Pulp Fiction’s Vincent Vega is the brother of Reservoir Dogs’ Vic Vega. Mr White worked with Alabama from True Romance. Kill Bill is basically Pulp Fiction’s TV show Fox Force Five, down to Mia Wallace in the starring role. Eli Roth’s Bear Jew in Inglourious Basterds is the father of the movie producer Lee Donowitz in True Romance. Everyone smokes Red Apples cigarettes.
There’s a theory that Pulp Fiction is secretly structured in a chronological alphabet of pop-culture winks, opening with a conversation about Amsterdam and ending with that last line, “Zed’s dead, baby. Zed’s dead.”
There’s an even better theory that all Tarantino’s films take place in a world where World War Two ended when Adolf Hitler was machinegunned to pieces in a movie theatre by Jewish commandos instead of chomping a cyanide pill in his bunker. Either way, rewriting 20th-century history so that cinema saved the world is – if not his masterpiece – QT’s most audacious stroke so far.
So how does Tarantino want history to remember him? “One of the great filmmakers of all time,” he deadpans. But seriously. “One of the great writers of the century.” He’s serious. “Why would I not want to be remembered as one of the great filmmakers of all time?” he continues. “I actually said that after Reservoir Dogs. We’ll see what happens, but that’s what I want. I have self-doubt. But I don’t have fear. I’m not afraid of doing anything artistically and I’m not afraid of failing.”
Or of retiring. He’s already talked about walking off into the sunset after a 10-movie smash-and-grab on greatness. He can see the boxset now – all killer, no filler. He doesn’t, he says, want to be Billy Wilder, cranking out an erratic filmography of classics and clunkers. Coincidentally, Billy Wilder died on Tarantino’s birthday in 2002. That year, QT was shooting Kill Bill and taking ecstasy on the Great Wall Of China.
“It’s just the idea that I don’t want to be an old director, trying to get a job, making crappy movies,” he says. “It’s not a concern, because I’m not going to do it. Oh, who knows what I’ll do in another 20 years? I’ll probably be writing novels and film literature and essays.” He adopting a Capote-esque accent: “Aaah’ll become a man of letters…”
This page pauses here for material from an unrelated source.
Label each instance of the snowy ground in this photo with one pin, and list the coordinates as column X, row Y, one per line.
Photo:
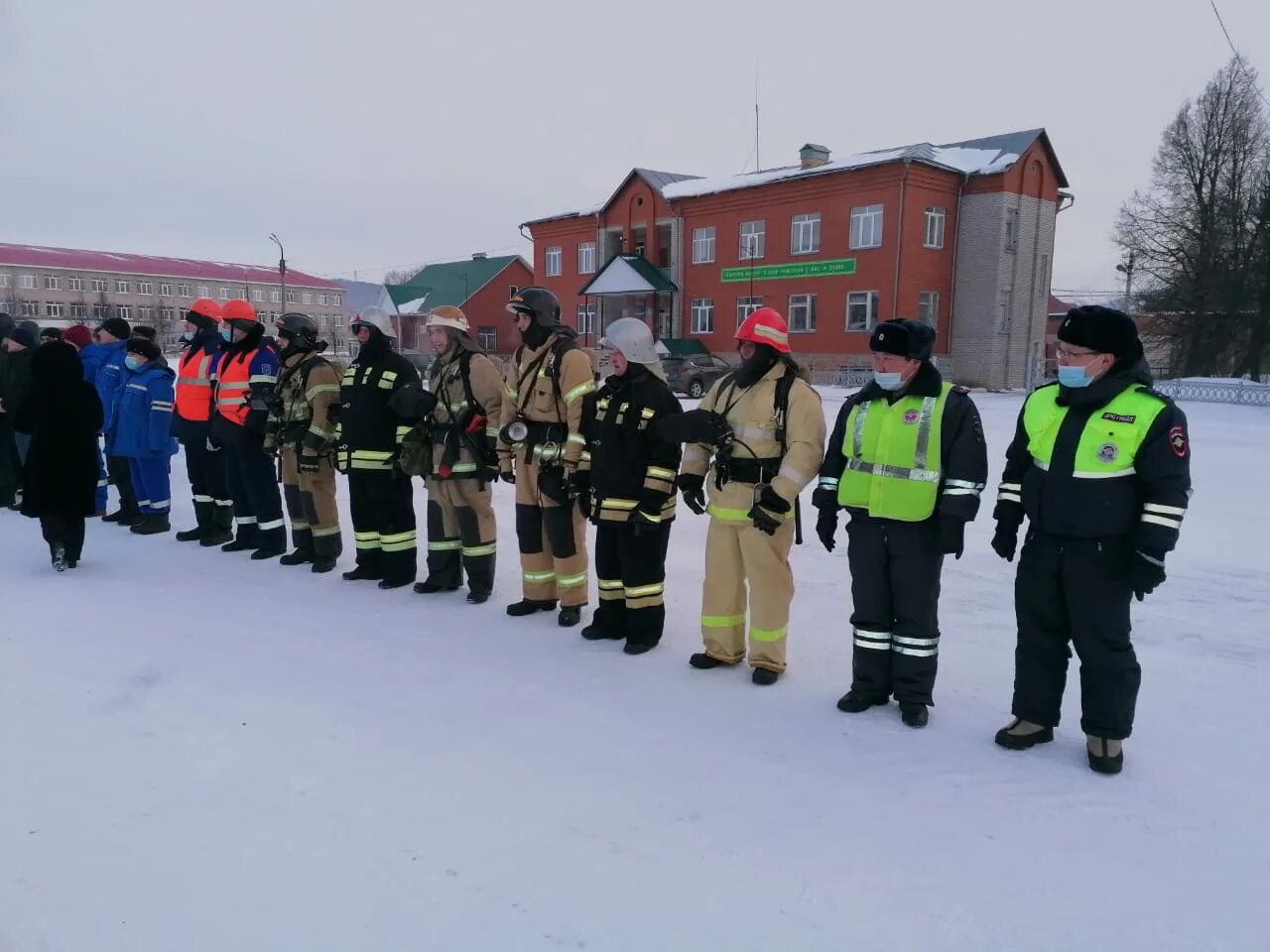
column 202, row 753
But for now? More movies. Making them. Watching them. Talking about them. Loving them. “You know what I haven’t seen?” he buzzes with enthusiasm. “I opened up a copy of your magazine today and there was a big review of The Devils inside it. I literally have the video starring me in the face right now! I’ve had it forever and I’ve just never seen it. I’m glad that I have interesting holes like The Devils that I can really be excited about.”
And so, the great film study of Tarantino’s life continues. Three decades on from the video store, his enthusiasm is as youthful as it ever was. But does he sometimes worry that all this filming isn’t good for you? This time there’s no pause, no doubt. “Would you ask Van Gogh, does he look at too many paintings?”
Publication: Little White Lies
Hi Jono,
What a very entertaining and well written article on QT “dialogue so sharp you could loose an ear listening to it” love it.
Mark Wilson my son in law put me onto your blog, yes I like QT films a lot but it was mainly for me to read your review of the film Gravity because I described what I knew of the film to mark as being something I could make in my garage, mark was not impressed !! It’s a genre of film or subject that has no interest to me. Why did the BAFTAS wax lyrically about it so much, maybe because it had British money behind it.
Anyway we have recently (with my Mrs not mark) been to see American Hustle and 12 years a Slave, both excellent films, American hustle just had that extra bit of entertainment in it for me, so funny in parts! Mrs L fell asleep she is a 12 years a slave fan, if that’s the right word.